Methods: Consecutive cases of acute ischemic stroke either presenting or developing, between March 2020 and December 2021 in four tertiary care hospitals (1 in Dubai, UAE and 3 in Karachi, Pakistan) and testing positive for COVID-19 were included in the study. Patients admitted with ischemic stroke during the same time period and who tested negative for COVID-19 were also randomly selected from the four hospitals. All data was collected from the medical records of the patients and recorded on a standard questionnaire before it was entered in SPSS version 21 for analysis.

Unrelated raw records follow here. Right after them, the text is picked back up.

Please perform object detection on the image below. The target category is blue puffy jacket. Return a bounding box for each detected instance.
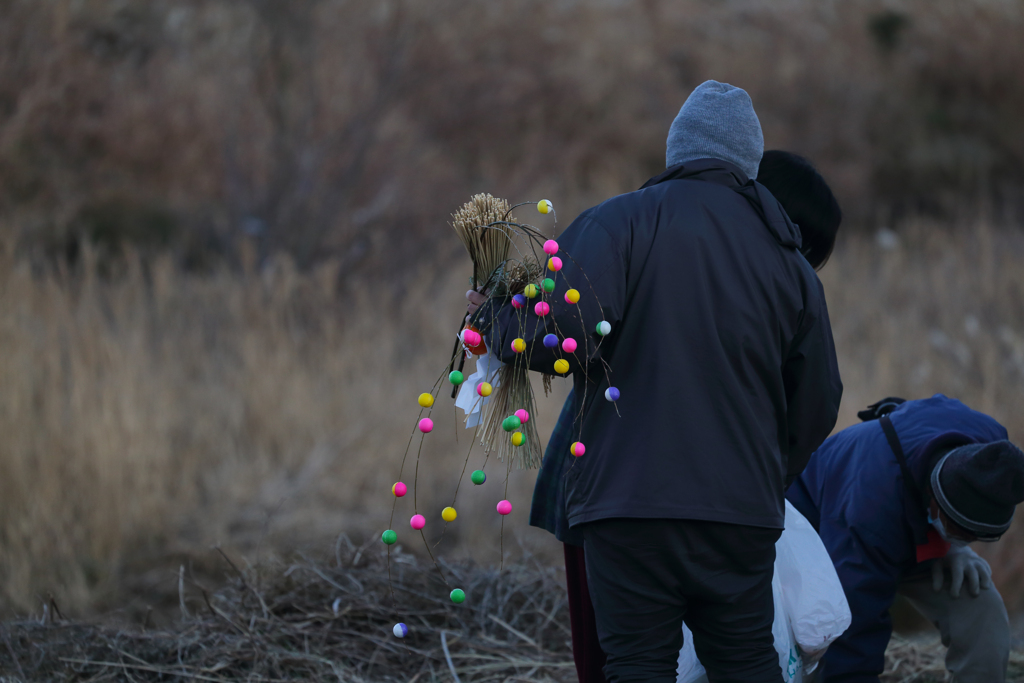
[786,394,1007,683]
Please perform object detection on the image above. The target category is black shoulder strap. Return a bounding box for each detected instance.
[879,415,925,510]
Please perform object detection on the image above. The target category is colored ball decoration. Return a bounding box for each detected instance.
[502,415,522,432]
[466,325,487,355]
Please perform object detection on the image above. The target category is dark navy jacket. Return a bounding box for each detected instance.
[479,160,842,528]
[786,394,1007,683]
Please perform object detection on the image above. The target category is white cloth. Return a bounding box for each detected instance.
[455,350,505,429]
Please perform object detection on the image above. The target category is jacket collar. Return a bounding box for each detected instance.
[640,159,750,189]
[640,159,803,249]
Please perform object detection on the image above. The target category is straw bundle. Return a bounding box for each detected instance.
[452,194,515,291]
[452,194,543,469]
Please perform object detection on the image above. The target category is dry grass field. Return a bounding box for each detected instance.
[0,222,1024,613]
[0,0,1024,680]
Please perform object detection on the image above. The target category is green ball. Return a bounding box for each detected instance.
[502,415,522,432]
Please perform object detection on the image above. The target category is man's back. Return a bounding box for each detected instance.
[566,160,841,527]
[483,160,842,528]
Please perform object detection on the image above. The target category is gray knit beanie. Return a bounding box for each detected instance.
[665,81,765,180]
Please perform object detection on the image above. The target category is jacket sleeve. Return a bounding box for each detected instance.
[782,278,843,486]
[474,214,627,375]
[821,519,906,683]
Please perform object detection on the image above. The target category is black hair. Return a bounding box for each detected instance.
[758,150,843,270]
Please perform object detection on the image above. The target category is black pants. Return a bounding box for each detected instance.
[583,519,782,683]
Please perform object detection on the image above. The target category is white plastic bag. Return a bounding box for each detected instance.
[676,501,850,683]
[775,501,851,671]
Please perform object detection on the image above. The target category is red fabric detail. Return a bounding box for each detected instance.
[918,528,949,562]
[562,543,606,683]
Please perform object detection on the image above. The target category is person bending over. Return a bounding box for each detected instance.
[786,394,1024,683]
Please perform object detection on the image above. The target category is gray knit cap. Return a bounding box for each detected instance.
[665,81,765,179]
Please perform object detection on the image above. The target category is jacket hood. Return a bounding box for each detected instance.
[640,159,803,249]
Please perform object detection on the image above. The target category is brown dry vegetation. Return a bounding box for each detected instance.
[0,0,1024,655]
[0,0,1024,275]
[0,548,1024,683]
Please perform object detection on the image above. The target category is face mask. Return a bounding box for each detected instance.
[928,511,968,548]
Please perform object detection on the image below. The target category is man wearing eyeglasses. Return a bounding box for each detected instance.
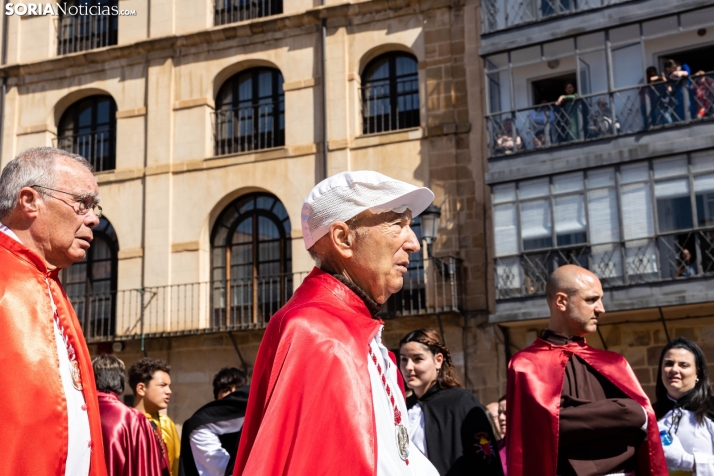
[0,147,107,476]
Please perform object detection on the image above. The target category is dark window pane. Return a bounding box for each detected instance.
[657,197,692,232]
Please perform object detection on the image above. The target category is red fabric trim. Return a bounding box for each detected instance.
[506,339,668,476]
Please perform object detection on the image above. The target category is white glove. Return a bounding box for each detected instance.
[662,434,694,471]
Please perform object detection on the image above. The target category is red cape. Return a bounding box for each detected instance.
[506,339,668,476]
[0,232,107,476]
[234,269,381,476]
[97,392,169,476]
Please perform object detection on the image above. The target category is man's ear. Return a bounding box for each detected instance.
[17,187,40,218]
[328,221,354,258]
[554,292,570,312]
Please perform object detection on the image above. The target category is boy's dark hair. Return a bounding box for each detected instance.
[92,354,126,395]
[213,367,246,400]
[129,357,171,394]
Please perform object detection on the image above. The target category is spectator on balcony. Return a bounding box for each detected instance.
[92,355,169,476]
[640,66,672,129]
[528,99,555,147]
[588,97,620,139]
[676,248,697,278]
[690,71,714,119]
[399,329,503,476]
[129,357,181,476]
[506,265,667,476]
[0,147,107,476]
[496,395,508,476]
[495,117,524,155]
[234,171,438,476]
[664,60,690,122]
[180,367,249,476]
[654,337,714,476]
[485,402,503,440]
[555,81,583,142]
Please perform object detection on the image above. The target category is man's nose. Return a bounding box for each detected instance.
[84,208,99,229]
[402,227,421,253]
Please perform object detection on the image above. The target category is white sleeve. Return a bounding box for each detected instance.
[189,417,244,476]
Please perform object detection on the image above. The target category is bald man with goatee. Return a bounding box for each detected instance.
[506,265,667,476]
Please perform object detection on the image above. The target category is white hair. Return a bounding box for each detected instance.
[0,147,94,221]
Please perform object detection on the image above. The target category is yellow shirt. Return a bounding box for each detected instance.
[144,413,181,476]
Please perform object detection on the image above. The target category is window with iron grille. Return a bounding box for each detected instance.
[361,52,419,134]
[214,0,283,25]
[57,0,119,55]
[60,217,119,339]
[211,193,293,327]
[491,151,714,299]
[57,96,117,172]
[215,68,285,155]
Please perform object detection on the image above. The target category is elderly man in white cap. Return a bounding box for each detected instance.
[234,171,438,476]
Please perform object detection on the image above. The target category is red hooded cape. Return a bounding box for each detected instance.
[97,392,170,476]
[234,269,381,476]
[0,232,107,476]
[506,339,668,476]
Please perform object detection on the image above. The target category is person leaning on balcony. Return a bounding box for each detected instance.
[654,337,714,476]
[234,171,438,476]
[0,147,107,476]
[506,265,667,476]
[92,355,169,476]
[399,329,503,476]
[128,357,181,476]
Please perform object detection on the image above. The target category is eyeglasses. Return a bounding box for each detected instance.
[30,185,102,218]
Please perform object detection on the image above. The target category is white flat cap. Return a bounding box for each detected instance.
[300,170,434,250]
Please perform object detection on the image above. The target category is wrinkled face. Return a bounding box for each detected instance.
[498,400,506,436]
[32,159,99,268]
[137,370,171,413]
[347,210,421,304]
[564,274,605,336]
[399,342,444,397]
[662,349,697,400]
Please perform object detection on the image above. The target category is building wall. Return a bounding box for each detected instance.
[0,0,505,423]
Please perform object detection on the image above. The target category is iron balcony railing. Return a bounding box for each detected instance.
[481,0,628,34]
[213,0,283,26]
[486,73,714,158]
[70,257,461,342]
[213,101,285,155]
[57,0,119,55]
[55,129,116,172]
[360,75,419,134]
[496,229,714,299]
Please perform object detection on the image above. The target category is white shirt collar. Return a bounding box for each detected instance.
[0,223,22,243]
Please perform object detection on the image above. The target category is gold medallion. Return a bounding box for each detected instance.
[396,423,409,461]
[69,360,84,390]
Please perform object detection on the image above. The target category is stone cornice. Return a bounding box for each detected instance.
[0,0,456,77]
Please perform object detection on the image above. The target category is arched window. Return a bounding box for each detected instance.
[57,0,119,55]
[60,217,119,340]
[214,0,283,26]
[211,193,293,327]
[215,68,285,155]
[362,52,419,134]
[57,96,117,172]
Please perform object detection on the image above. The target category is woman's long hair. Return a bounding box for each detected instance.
[399,329,461,389]
[654,337,714,423]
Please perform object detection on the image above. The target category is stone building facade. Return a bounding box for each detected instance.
[0,0,505,424]
[476,0,714,397]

Results: There were 139 COVID positive and 271 COVID negative patients with acute ischemic stroke included in the current study. There were significantly more males (80.6% vs 64.9%, p=0.001) and more large vessel strokes in the COVID positive group (41% vs 21.8%, p<0.001). Being COVID positive was an independent predictor of poor outcome at discharge, defined as a modified Rankin score of 3-6 (OR 3.87, 95% CI 2.21-6.77) after adjusting for country, age, sex, vascular comorbid conditions and stroke subtype.
Conclusions: In this largest series of patients with COVID related strokes from Asia, COVID-19 was an independent predictor of poor outcomes at discharge after adjusting for other variables.
Keywords: COVID-19; Functional outcomes; Ischemic stroke; Mortality.